As for the anticipated white knight for the anti-abortion minority, Justice Kavanaugh did deliver on a dissent. But he did so on the rationale that doctors were not the proper plaintiffs to bring the case. He also wrote separately to explain that he wanted to see a fuller factual record on whether doctors who perform abortions would have a hard time getting admitting privileges in Louisiana. Kavanaugh did not say that he would have taken this case as an opportunity to overturn Roe itself.
To the extent Kavanaugh took issue with the constitutional test for abortion restrictions, he rejected the use of a balancing test for abortion rights—that is, one that weighs the interests of the woman against the interests of the state. All told, therefore, June Medical Services reaffirms the basic test in Casey: That so long as a state has a legitimate purpose to impose a restriction on abortion that’s reasonably related to its goal, the law is constitutional unless it has the “effect of placing a substantial obstacle in the path of a woman seeking an abortion of a nonviable fetus.”

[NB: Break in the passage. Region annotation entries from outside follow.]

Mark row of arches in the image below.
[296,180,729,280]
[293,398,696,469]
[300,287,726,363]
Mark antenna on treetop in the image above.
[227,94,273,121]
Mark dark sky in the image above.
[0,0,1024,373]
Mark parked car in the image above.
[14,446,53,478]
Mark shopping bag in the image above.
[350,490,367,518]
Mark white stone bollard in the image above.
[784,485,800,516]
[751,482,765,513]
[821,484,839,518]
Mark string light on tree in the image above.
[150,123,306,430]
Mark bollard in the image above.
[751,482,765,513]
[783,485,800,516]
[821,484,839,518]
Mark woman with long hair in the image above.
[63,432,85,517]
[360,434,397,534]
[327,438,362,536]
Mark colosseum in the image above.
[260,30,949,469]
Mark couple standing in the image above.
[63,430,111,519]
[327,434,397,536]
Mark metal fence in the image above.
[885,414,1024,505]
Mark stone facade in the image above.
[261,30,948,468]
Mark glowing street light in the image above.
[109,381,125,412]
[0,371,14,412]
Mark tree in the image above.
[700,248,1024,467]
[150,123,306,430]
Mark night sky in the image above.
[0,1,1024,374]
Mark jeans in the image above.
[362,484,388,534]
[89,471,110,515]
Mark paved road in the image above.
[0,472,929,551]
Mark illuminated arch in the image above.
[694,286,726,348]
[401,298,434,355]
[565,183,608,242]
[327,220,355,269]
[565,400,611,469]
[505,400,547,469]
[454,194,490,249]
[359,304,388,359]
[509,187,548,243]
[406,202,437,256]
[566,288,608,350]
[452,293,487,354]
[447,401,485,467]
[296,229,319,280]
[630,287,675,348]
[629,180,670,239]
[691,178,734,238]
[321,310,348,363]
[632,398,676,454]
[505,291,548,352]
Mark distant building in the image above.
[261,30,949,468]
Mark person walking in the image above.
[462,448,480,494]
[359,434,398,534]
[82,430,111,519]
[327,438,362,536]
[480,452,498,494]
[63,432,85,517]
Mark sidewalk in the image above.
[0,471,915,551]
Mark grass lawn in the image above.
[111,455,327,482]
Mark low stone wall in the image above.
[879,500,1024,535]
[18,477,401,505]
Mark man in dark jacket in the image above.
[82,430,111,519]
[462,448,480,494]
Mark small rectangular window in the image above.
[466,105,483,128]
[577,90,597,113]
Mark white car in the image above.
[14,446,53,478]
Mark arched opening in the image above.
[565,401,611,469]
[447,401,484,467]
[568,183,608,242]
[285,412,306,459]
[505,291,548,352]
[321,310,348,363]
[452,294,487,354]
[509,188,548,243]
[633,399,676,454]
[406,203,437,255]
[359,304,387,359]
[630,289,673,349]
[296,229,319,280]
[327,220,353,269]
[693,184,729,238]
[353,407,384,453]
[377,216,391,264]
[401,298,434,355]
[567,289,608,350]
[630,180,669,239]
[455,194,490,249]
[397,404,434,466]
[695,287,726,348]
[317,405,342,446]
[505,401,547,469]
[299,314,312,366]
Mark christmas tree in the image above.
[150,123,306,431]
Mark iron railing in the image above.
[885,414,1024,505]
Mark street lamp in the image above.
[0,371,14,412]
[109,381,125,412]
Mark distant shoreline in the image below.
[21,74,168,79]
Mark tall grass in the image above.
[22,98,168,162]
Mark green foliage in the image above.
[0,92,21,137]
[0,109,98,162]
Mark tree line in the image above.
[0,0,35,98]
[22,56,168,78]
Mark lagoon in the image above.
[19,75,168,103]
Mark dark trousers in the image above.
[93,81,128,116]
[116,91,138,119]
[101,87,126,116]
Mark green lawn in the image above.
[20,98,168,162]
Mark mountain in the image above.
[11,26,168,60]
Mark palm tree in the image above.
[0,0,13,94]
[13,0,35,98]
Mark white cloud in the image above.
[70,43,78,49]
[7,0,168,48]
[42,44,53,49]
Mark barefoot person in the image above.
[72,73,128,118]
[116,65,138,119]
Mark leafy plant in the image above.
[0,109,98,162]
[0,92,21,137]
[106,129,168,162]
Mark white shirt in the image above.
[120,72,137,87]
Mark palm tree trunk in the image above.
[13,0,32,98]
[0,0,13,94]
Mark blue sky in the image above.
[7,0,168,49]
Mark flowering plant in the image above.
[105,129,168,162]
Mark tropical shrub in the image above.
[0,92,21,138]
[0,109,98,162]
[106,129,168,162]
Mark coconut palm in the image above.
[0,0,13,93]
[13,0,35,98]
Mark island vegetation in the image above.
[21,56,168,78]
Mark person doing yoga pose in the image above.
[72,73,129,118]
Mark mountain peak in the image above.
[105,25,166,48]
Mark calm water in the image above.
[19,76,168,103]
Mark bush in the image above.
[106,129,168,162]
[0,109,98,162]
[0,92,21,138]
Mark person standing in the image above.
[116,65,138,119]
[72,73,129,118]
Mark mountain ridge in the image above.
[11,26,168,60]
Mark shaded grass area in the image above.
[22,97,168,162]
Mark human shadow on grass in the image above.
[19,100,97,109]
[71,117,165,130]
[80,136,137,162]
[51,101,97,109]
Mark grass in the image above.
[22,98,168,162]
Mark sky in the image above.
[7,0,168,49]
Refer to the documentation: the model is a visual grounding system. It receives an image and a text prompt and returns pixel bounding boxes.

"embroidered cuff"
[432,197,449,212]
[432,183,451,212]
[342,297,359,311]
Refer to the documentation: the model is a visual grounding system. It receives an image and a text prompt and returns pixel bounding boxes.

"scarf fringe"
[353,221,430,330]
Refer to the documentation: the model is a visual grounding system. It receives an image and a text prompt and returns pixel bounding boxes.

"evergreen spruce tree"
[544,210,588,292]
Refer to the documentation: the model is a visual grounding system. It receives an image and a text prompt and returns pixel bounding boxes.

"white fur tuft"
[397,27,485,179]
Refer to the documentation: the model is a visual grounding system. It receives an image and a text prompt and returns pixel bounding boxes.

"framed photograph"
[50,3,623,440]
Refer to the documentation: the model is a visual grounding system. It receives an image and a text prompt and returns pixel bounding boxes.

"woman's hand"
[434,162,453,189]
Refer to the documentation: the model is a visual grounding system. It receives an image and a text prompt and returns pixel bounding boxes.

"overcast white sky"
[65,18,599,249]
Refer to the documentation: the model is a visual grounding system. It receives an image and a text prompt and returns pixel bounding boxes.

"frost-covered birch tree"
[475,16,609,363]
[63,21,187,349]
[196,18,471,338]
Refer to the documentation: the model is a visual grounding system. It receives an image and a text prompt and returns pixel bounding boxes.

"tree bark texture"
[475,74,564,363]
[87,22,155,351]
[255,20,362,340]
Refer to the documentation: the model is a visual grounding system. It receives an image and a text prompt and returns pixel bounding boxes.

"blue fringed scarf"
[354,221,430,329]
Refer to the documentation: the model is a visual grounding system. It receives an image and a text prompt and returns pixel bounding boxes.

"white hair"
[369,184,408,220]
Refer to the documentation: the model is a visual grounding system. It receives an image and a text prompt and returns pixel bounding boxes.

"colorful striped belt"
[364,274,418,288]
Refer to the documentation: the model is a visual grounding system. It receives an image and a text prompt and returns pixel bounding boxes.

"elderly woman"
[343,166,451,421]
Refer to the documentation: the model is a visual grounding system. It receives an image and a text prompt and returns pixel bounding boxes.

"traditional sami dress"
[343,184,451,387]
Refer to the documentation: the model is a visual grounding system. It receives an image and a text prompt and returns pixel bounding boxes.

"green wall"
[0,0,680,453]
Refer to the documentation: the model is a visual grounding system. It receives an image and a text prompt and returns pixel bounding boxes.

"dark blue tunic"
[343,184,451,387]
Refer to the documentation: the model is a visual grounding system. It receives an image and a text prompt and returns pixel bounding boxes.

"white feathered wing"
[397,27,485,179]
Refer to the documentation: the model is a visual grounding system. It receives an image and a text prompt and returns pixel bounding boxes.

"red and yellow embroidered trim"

The key word here, of course, is “substantial” (or in other parlance, “undue”). This standard is not clear-cut, which means that legislators may continue to curtail abortion through legislative impositions of abortion restrictions on the theory that the burden imposed on women is not “substantial” or “undue.”
Which is a perfect recipe to leave both pro-choicers and pro-lifers upset. Abortion rights advocates will see courts allow certain restrictions to abortion that they find intolerable. And pro-lifers will see that even though a conservative-leaning Court on balance upholds more restrictions than a progressive-leaning Court would, the fundamental framework of Roe will not be overturned.
Both sides will get a little of what they want and neither will be happy.